Mr Menz said the study was conducted by storing the recorded, rather than sharing it, and then passing it through the scribe built on Google’s Gemini, but it was “a closed loop”.

“I think if we’re going to use these tools with real patients in the community, we need to be sure we know where that data is being shared.

“Now, in our case, I have confidence with ours. But I would be very cautious about some of these new technologies and where that information is shared. I think there’s certainly a lot of work that needs to be done there, not only from a tech standpoint, but also from an implementation standpoint.”

And does Australia have the existing frameworks to make it safe to use this technology?

“The whole AI space is moving so quickly. A lot of the scribes, they sit in this grey area. They’re being used and then regulation kind of sits somewhere in that picture,” Mr Menz said.

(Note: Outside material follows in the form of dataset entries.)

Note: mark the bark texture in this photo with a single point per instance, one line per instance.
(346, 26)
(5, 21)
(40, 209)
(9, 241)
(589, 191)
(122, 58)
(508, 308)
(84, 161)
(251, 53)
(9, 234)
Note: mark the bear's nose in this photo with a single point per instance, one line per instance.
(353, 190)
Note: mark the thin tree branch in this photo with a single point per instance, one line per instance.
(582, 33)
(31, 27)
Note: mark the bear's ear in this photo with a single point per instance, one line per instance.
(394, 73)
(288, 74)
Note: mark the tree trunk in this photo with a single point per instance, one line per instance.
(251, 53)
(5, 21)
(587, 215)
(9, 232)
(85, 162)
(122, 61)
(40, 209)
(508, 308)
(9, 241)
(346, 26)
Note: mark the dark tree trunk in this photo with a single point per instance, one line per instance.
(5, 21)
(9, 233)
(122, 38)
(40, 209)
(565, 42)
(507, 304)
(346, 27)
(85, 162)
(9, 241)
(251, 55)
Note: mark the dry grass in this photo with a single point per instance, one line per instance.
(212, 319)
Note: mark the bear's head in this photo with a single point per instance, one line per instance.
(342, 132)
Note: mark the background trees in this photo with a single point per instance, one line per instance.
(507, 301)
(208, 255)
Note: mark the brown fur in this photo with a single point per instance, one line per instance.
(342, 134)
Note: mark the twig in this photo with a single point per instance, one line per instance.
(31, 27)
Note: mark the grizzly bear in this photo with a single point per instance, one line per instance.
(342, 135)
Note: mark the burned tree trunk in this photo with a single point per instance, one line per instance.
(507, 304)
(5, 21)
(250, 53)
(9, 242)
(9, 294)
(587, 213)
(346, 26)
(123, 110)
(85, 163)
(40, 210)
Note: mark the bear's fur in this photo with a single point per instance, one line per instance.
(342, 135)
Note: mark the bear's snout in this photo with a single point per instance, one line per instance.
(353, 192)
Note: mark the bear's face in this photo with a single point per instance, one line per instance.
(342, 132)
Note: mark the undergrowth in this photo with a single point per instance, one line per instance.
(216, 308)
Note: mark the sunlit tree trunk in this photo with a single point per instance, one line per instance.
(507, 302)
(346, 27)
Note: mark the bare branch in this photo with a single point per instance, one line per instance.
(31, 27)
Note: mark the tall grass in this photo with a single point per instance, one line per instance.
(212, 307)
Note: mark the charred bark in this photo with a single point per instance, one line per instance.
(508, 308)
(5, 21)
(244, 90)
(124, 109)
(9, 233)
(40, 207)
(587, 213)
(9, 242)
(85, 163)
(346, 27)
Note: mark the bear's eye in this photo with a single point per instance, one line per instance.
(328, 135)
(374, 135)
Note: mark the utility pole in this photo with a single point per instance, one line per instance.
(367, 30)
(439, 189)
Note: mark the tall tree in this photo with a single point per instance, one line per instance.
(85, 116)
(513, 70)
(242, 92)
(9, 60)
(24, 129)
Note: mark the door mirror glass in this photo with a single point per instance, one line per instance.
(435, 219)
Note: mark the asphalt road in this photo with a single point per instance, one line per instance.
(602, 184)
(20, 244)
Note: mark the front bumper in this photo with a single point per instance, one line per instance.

“Other AI tools might be very clinically focused applications, and they do go through a degree of regulation.

“This move towards generative AI in the likes of you know, the chat bots and the ability to process vision as well as sound, I think a lot of areas are playing catch up. And it’s really hard to say with the scribe we’ve used in our study, where that falls,” he said.

Trials in other scenarios would be necessary before unleashing it into general use, he said.

 “There’s a big gap between proof of concept, which is what we’ve done here, through to implementing something into routine practice.

“That can take years, to be honest.

“We have a core focus on trying to optimise AI and use it in clinical workflows, as well as auditing tools for safety. We’re looking more at those rates of error. How can we reduce commission errors? Because really, they’re the things that are going to reduce people’s trust in AI. We don’t want it to make errors. We want it to be as accurate as it can, and we want people to have confidence in using these things.”